We conclude that NATSA provides the highest performance compared to modern general-purpose platforms.

## 6.2. Power, Energy and Area Consumption

**Power and Energy Consumption.** We compare the power and energy consumption of NATSA versus other existing hardware platforms in Figures 8 and 9. We use McPAT and Micron Power Calculators to evaluate energy consumption for the general-purpose platforms, getting the number of stalls and bandwidth usage from ZSim-Ramulator. For NATSA, we add Aladdin's energy estimations to the values obtained from the Micron Power Calculator. We also obtain energy measurements from real executions on GPUs using NVVP [4] and on CPUs using PCM [1], to compare NATSA with real platforms.

Fig. 8 shows the dynamic power consumption of each simulated or real hardware platform. We observe that NATSA has the lowest power consumption, and most of its power is consumed by memory.



Figure 8: Dynamic power consumption for simulated and real hardware platforms.

Fig. 9 shows the energy consumption of each simulated or real platform, for the computation of a time series of 524,288 elements (rand\_512K) using double-precision. To calculate the energy consumption, we compute the power-delay product with the measured instantaneous power consumption and the execution time. NATSA reduces energy consumption by  $27.2\times(19.4\times\text{ on average})$  over the baseline platform (DDR4-OoO), and by  $10.2\times\text{ over an NDP}$  architecture with general-purpose cores (HBM-inOrder). NATSA consumes  $1.7\times$ ,  $4.1\times$ , and  $11.0\times\text{ less energy}$  than an NVIDIA Tesla K40c GPU [76], NVIDIA GTX 1050 GPU [3], and Intel Xeon Phi KNL [95], respectively. We conclude that NATSA is the most energy-efficient evaluated platform for *matrix profile*.
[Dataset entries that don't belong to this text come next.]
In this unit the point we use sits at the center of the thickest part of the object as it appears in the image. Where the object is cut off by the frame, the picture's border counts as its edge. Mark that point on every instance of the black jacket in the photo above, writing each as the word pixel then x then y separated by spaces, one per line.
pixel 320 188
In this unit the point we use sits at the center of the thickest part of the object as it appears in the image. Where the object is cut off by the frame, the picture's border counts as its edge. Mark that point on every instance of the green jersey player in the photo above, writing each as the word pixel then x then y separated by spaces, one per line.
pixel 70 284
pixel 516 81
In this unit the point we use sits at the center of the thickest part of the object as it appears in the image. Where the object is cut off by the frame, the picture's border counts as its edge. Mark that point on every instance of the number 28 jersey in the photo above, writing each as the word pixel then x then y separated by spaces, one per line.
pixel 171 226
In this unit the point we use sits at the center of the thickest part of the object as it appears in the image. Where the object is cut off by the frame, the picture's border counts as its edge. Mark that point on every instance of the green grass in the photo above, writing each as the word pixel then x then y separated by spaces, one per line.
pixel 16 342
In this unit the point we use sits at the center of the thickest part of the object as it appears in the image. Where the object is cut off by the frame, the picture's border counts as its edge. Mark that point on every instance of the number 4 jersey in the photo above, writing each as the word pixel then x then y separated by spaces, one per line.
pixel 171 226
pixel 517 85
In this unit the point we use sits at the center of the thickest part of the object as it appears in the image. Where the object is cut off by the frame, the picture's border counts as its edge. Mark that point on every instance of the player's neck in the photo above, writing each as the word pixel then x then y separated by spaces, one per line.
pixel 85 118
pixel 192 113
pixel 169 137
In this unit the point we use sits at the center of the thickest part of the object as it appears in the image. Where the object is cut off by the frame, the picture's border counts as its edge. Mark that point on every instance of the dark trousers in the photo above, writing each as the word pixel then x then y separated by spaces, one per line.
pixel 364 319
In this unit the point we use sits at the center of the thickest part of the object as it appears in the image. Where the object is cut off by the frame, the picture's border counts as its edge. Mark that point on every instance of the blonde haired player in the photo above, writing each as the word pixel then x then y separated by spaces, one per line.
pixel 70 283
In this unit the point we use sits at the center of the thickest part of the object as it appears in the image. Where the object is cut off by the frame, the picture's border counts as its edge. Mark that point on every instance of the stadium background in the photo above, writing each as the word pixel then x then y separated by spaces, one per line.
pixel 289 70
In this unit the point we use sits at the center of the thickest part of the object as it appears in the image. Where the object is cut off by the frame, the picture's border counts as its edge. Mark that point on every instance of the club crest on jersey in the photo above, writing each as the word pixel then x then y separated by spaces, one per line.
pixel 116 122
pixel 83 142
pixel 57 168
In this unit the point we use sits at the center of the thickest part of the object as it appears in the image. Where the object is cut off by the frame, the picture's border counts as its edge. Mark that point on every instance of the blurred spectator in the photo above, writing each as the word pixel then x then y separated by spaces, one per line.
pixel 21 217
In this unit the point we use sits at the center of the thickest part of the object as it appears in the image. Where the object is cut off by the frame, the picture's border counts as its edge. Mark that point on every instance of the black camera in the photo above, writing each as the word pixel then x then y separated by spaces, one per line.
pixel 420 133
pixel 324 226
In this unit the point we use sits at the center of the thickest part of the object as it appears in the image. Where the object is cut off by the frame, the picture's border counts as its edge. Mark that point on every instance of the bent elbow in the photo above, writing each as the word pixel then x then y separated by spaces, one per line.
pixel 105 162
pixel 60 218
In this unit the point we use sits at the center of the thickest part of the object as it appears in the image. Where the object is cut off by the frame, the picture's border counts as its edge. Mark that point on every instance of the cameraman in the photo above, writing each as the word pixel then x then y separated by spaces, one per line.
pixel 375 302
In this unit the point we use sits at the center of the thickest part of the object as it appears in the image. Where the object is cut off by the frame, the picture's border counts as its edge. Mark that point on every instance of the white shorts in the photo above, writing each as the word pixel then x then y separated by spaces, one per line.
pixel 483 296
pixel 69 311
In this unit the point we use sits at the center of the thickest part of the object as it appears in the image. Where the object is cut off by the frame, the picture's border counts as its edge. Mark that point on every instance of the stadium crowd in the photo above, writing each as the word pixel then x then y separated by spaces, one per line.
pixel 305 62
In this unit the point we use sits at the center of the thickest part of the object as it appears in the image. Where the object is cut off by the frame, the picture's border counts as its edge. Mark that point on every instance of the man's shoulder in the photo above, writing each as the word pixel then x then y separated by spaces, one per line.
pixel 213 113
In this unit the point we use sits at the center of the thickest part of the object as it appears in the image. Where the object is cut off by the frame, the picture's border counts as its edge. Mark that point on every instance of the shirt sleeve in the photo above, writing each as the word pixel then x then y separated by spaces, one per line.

**Area.** We provide a scaled area comparison in Fig. 10. We observe that NATSA requires  $9.6\times$ ,  $7.9\times$ ,  $3\times$ , and  $1.8\times$  less area than an Intel Xeon Phi KNL (14nm), NVIDIA Tesla K40c (28nm), Intel Core i7 (32nm), and NVIDIA GTX 1050 (14nm).

We conclude that NATSA (at 45nm technology node) is the



Figure 9: Energy consumption for simulated and real hardware platforms.

platform that requires the least area, while using the largest technology node (i.e., 45nm) compared to other evaluated architectures. Using a more recent and smaller technology node (e.g., 15nm instead of 45nm) could additionally reduce NATSA's energy consumption by  $4\times$  and area by  $3\times$  [83].



Figure 10: Area comparison of different hardware platforms.

#### 6.3. NATSA Design Space Exploration

We explore the key design choices of NATSA so that we deploy the exact number of PUs that saturate the memory bandwidth available, while minimizing the area and power consumption of the accelerator. We evaluate the use of HBM memory, where we find that 48 PUs make the accelerator balanced between memory bandwidth and compute parallelism, as 64 PUs result in a memory-bound accelerator, whereas 32 PUs a compute-bound one. Table 3 details the design parameters of NATSA for HBM. NATSA has 48 PUs which run at a frequency of 1GHz, fabricated at 45nm process. Implementations of NATSA with lower technology nodes would provide smaller area footprint and improved energy efficiency. Table 3 shows the components in a PU depending on the data precision: 1) double-precision (DP), and 2) single-precision (SP).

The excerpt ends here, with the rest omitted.